Do not some system utilities stagnate?

Again, grep change in the system base. This is a concrete proof that changed happens.
End of polemic, no ?

If you argue that the system seems fragile, I see 0 bugs in relation with the grep change... That sound like a rock solid base, no ?
And finally, the base system is a base... So there is a lot of specific usage that use base tools to build edifices. So the major release exists to prevent any breaking change for the user.

Maybe you have a better example than grep ?
 
I mean backward compatible improvements, not breaking changes.
This is another one of those "why don't people do stuff" questions where the people in position to answer them are not here on the forum, will not come here, and everybody gets to make a strawman that looks like them and knock other people's strawmen over.

That being said:
  1. Fixing other people's stuff isn't always fun
  2. Starting over with a new tool is often "easier"
  3. Making something faster sometimes requires an architecture change that will make preventing user facing changes way more work than the programmer wants to do
  4. This whole thing is mostly a volunteer effort
  5. Installing some other program is easy. Eventually if it's super popular and mostly backward compatible, it will go into base. If it wholly replaces the other program, the old program will eventually get removed. This process takes an incredible amount of time and the removal makes a small number of noisy people who hate change, angry.
 
Maybe you have a better example than grep ?
One I could suggest is the system compiler [old gcc 4.x] > [clang]. Granted it is a much more extreme example.

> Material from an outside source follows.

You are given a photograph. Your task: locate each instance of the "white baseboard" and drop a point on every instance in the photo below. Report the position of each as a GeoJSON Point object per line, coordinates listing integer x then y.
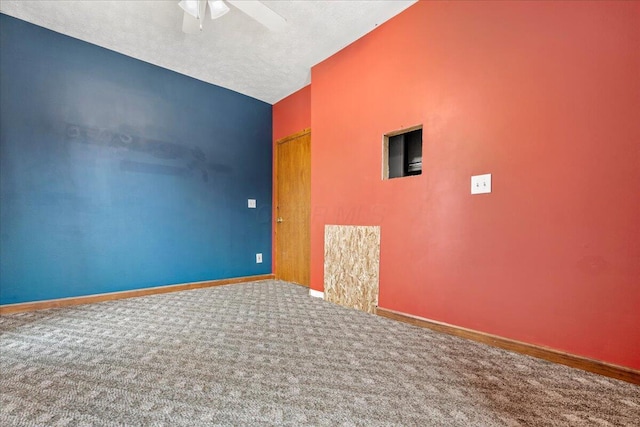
{"type": "Point", "coordinates": [316, 294]}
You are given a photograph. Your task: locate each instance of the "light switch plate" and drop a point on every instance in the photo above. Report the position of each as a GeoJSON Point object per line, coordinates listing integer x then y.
{"type": "Point", "coordinates": [481, 184]}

I am personally shocked at either how little this broke in terms of the ports or how efficient the ports collection was at supporting this large change. Many patches must have been made behind the scenes.

Clang is better than the old gcc which stagnated for a while. So it certainly shows that the FreeBSD project isn't afraid of change when it is actually a big benefit. Otherwise I think most engineers prefer to iterate rather than rewrite.

So if anyone did have any improvements to grep, I would certainly encourage them to try to implement them into our grep. However rewrite a new grep entirely doesn't seem like the correct solution. No matter how much backwards compatibility they try to go for. It will never be 100% (quirks and all).
 
Is it worth rewriting them to make them work better with technical overload or do you create a new tool, targeted for the new load from scratch?

Go look in the hackers mailing list. There was recently something about "sysctl being slow if you have thousands of ZFS datasets". There was a bit of root cause analysis that got to a possible cause, ideas were tossed out as to how to change it for the better, but then the question was raised "Is this actually the appropriate method for me to get this data or is there a better way?".
In this instance, replacing the linked list with a tree structure is actually a really good idea instead of doing it another way, pretty "easy" to do in isolation, and apparently NetBSD already does this. 1 & 4 from my list applies, however.
 
In this instance, replacing the linked list with a tree structure is actually a really good idea instead of doing it another way, pretty "easy" to do in isolation, and apparently NetBSD already does this. 1 & 4 from my list applies, however.
Yep sometimes the technical change is isolated and could be done without impact, but it will boil down to priorities and desire.
If one has the desire and prioritizes it, go for.

mkru you do realize that even without being a committer you could actually file a bug/enhancement with a patch, don't you? If this specific example of grep bothers you so much, why not do so?